MIXED AND MEMORY FADING FORECASTING MODELS
Abstract (summary)
This study examines the problem of forecasting time series related processes. Several forecasting procedures are examined and modifications to these methods are proposed in the paper.
Much interest has been shown in the past few years in the analysis of various time series related forecasting procedures. The first part of the study is devoted to a survey of papers on the topic. A summary of the more relevant research articles is given over the past several years.
The second part of the study includes an examination of the simple moving averages, exponential, and mixed exponential-simple moving averages models. The mathematical and statistical properties of the models are examined and motivation is given for the combining of forecasting techniques.
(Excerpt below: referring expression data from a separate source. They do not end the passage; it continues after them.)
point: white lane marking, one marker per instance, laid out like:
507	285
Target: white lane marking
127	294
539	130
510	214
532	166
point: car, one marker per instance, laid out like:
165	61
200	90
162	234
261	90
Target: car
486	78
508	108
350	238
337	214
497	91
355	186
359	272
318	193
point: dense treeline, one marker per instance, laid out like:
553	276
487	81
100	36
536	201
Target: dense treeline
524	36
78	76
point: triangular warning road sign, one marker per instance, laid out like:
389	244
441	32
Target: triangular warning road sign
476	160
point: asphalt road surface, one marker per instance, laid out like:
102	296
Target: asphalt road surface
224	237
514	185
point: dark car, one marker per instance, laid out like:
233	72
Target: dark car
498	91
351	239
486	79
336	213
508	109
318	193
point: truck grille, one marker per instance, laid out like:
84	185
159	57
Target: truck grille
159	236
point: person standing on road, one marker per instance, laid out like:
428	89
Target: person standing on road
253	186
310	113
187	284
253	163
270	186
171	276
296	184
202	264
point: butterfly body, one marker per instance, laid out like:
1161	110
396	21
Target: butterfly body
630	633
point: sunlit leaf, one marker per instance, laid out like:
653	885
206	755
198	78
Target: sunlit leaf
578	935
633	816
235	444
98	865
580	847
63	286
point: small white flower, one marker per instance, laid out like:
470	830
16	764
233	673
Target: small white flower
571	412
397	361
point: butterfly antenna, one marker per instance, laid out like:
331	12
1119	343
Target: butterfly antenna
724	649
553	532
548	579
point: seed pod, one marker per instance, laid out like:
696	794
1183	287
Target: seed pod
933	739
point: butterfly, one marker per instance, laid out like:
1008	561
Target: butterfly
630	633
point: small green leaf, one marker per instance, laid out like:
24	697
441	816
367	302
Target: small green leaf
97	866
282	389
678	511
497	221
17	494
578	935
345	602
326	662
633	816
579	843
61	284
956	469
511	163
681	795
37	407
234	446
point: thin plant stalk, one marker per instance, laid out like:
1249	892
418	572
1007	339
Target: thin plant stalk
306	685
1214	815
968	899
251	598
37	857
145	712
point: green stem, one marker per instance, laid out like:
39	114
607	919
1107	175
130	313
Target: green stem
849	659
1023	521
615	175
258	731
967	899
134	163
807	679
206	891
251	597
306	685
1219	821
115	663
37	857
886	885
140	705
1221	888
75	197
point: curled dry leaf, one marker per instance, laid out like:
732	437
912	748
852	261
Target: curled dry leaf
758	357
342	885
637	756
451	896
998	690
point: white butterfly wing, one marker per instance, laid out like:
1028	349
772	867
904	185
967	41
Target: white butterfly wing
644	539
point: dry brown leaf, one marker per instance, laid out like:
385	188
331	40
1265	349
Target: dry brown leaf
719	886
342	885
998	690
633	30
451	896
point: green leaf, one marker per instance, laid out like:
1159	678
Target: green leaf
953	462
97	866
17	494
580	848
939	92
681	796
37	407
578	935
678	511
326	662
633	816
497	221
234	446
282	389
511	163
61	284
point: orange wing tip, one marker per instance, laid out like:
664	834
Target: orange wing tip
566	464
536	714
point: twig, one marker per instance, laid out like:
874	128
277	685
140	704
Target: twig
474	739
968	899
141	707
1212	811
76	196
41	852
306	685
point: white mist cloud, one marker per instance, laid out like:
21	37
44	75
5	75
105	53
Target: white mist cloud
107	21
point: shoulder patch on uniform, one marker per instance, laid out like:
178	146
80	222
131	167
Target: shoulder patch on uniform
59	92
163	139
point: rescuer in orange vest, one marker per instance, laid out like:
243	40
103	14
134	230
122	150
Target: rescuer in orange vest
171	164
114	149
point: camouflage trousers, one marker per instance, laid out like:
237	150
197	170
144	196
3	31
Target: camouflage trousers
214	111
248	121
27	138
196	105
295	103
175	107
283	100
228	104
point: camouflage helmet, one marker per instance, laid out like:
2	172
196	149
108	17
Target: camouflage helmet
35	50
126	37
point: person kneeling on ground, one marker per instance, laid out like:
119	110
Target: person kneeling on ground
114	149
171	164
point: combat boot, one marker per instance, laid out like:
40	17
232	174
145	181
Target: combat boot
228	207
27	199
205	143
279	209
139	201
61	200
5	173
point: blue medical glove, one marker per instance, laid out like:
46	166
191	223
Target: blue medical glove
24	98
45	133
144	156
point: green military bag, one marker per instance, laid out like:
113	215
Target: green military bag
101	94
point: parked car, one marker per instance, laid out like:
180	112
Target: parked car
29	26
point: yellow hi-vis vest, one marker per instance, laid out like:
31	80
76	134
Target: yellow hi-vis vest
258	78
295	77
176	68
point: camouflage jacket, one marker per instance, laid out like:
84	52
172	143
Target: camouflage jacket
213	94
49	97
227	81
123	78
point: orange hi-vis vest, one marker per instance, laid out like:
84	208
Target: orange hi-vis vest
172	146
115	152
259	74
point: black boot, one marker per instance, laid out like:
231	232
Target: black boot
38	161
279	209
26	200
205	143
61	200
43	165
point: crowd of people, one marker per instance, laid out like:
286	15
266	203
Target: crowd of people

The results of an empirical study using the mixed forecasting model are given.
The importance of minimizing forecast error is brought out in the next part of the work. The significance of "adaptive forecasting" in error reduction is emphasized here and ways to make the mixed exponential-simple moving averages model "adaptive" are studied. An examination of the variance of forecast error is discussed, and its use in the development of prediction intervals for future estimates of data values is analyzed.
The last part of the work is devoted to the analysis of the autoregressive, moving average and mixed autoregressive-moving average models. The mathematical forms of the models are set forth and examples of special cases of the models are given. These models are very powerful forecasting procedures, but have several disadvantages which are mentioned in the thesis.
One of the disadvantages of the models noted above, is that a relatively large number of data values is needed for the construction of a model. In some cases the older data values may be of little use in the forecasting of future data values. A method of discounting the significance of the older data values is explored here. A comparison of forecast error is made between the regular and discounted methods using three actual data sets.